Veröffentlicht am 28.10.2008 in Bundespolitik
Saskia Esken

Von Saskia Esken

Studien der OECD, aber auch eigene Untersuchungen haben schon vor Jahren festgestellt, dass in Deutschland die soziale Herkunft ebenso wie ein familiärer Migrationshintergrund in unerträglich hohem Maße über die Bildungschancen und Berufsaussichten und damit über die Teilhabe an der Gesellschaft entscheidet. Daran haben alle bisherigen Reformbemühungen nichts geändert. Angesichts der Blockadehaltung einiger christdemokratischer Ministerpräsidenten, allen voran des baden-württembergischen Schulstruktur-Betonkopfs Günther Oettinger, wird auch der Bildungsgipfel am 22. Oktober in Dresden daran nichts ändern.
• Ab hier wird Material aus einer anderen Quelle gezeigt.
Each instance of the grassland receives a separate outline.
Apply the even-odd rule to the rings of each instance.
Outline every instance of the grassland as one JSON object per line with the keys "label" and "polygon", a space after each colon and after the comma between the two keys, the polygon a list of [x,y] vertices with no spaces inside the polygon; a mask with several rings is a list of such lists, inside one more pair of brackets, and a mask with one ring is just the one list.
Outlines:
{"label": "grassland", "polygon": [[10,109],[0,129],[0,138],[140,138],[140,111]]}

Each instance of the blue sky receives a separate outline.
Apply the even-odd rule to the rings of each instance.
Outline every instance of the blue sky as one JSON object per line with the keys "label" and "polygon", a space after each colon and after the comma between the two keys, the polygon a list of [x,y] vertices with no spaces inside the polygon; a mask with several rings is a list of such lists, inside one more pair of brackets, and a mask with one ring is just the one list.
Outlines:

Denn die Selektion der Schüler am Ende der 4-jährigen Grundschulzeit, von Oettinger so vehement als „das Beste für unsere Kinder“ verteidigt, sie zementiert die Gräben in unserer Bildungslandschaft und damit in unserer Gesellschaft. Was muss ein Schulsystem bieten, das sich eine der führenden Wirtschaftsnation Deutschland entsprechende Qualität, die Überwindung des Fachkräftemangels und die Herstellung von Chancengerechtigkeit auf die Fahnen geschrieben hat? 1. Ein Höchstmaß an Engagement in die frühkindliche Bildung Die Bildungsinvestition mit der höchsten Rendite ist naturgemäß die Investition in die frühkindliche Bildung. Was wir hier brauchen, ist
  • Handelndes Lernen, das in jedem Kindergarten schon seit Jahrhunderten stattfindet – schließlich kann unser Gehirn und auch das von Kindern gar nicht anders als zu lernen, auch und gerade beim Spielen. Neu und begrüßenswert ist die Systematik der Bildungspläne und die Dokumentationspflicht.
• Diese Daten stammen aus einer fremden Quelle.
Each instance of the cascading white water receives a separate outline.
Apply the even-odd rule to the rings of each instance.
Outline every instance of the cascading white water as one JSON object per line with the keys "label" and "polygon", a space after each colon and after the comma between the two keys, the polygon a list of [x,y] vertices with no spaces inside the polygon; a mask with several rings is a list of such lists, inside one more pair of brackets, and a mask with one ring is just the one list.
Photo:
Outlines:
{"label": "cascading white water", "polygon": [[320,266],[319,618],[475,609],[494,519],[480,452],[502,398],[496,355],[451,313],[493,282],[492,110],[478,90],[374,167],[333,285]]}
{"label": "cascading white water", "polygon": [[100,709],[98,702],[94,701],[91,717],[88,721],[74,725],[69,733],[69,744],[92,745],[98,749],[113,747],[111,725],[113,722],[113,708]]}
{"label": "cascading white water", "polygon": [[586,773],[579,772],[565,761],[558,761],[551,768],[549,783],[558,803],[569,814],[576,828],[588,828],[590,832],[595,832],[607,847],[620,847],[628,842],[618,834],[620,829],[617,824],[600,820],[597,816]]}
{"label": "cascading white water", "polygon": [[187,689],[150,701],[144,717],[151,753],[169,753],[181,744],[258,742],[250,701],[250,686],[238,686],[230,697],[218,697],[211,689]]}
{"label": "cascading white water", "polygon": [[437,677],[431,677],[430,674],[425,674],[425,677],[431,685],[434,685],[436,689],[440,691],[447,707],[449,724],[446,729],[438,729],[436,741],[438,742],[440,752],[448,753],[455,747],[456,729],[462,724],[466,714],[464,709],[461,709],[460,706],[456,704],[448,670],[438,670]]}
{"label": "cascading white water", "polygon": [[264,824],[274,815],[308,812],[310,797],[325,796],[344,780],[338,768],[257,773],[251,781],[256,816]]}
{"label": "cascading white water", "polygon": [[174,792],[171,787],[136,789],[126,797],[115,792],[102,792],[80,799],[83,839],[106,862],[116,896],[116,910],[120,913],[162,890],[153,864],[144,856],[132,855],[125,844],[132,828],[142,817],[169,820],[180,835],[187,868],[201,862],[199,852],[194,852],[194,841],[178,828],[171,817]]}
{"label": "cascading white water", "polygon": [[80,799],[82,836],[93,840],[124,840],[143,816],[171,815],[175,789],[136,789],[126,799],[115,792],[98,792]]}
  • Spracherwerb, der Schlüssel zu Schulerfolg und Teilhabe an Arbeitswelt und Gesellschaft. Deshalb brauchen wir Sprachförderung für alle Kinder vom ersten Tag an. Diese Förderung ist eine originäre Aufgabe der öffentlichen Haushalte und nicht die Aufgabe einer Landesstiftung Baden-Württemberg. Fördert die Sprache immer und überall! Der unsinnige Sprachtest kann dagegen unterbleiben: vom Wiegen wird die Sau nicht fett.
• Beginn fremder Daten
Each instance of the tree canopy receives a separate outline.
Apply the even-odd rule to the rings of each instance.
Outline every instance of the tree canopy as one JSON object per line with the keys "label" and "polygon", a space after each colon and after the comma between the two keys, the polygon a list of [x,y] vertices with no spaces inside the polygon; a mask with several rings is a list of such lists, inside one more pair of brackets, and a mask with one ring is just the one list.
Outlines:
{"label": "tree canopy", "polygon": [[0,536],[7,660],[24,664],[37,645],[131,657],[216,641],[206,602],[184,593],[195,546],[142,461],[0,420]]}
  • Kooperation mit den Grundschulen, damit Kindergartenkinder Lust auf das Lernen bekommen und ohne Angst in die Schule wechseln und sich Grundschüler ohne Berührungsängste von Erzieherinnen Kindergarten betreuen lassen.
2. Ein neue Unterrichtskultur an den allgemeinbildenden Schulen Für den Erhalt der natürlichen Neugier und Lernfreude und für ein Ende der sozialen Selektivität unseres Bildungssystems brauchen wir
  • den Paradigmenwechsel vom Klassenunterricht zum individualisierten, selbstständigen und selbsttätigen Lernprozeß im eigenen Tempo, das eine anregende Lernumgebung braucht und multiprofessionelle Lernbegleiter
  • die Vertiefung des Spracherwerbs hin zu Schriftsprache für alle – unser Bildungssystem darf keine (funktionalen) Analphabeten zurücklassen!
  • die Förderung und die Integration benachteiligter und behinderter Schülerinnen und Schüler – keiner geht verloren, alle gehören dazu!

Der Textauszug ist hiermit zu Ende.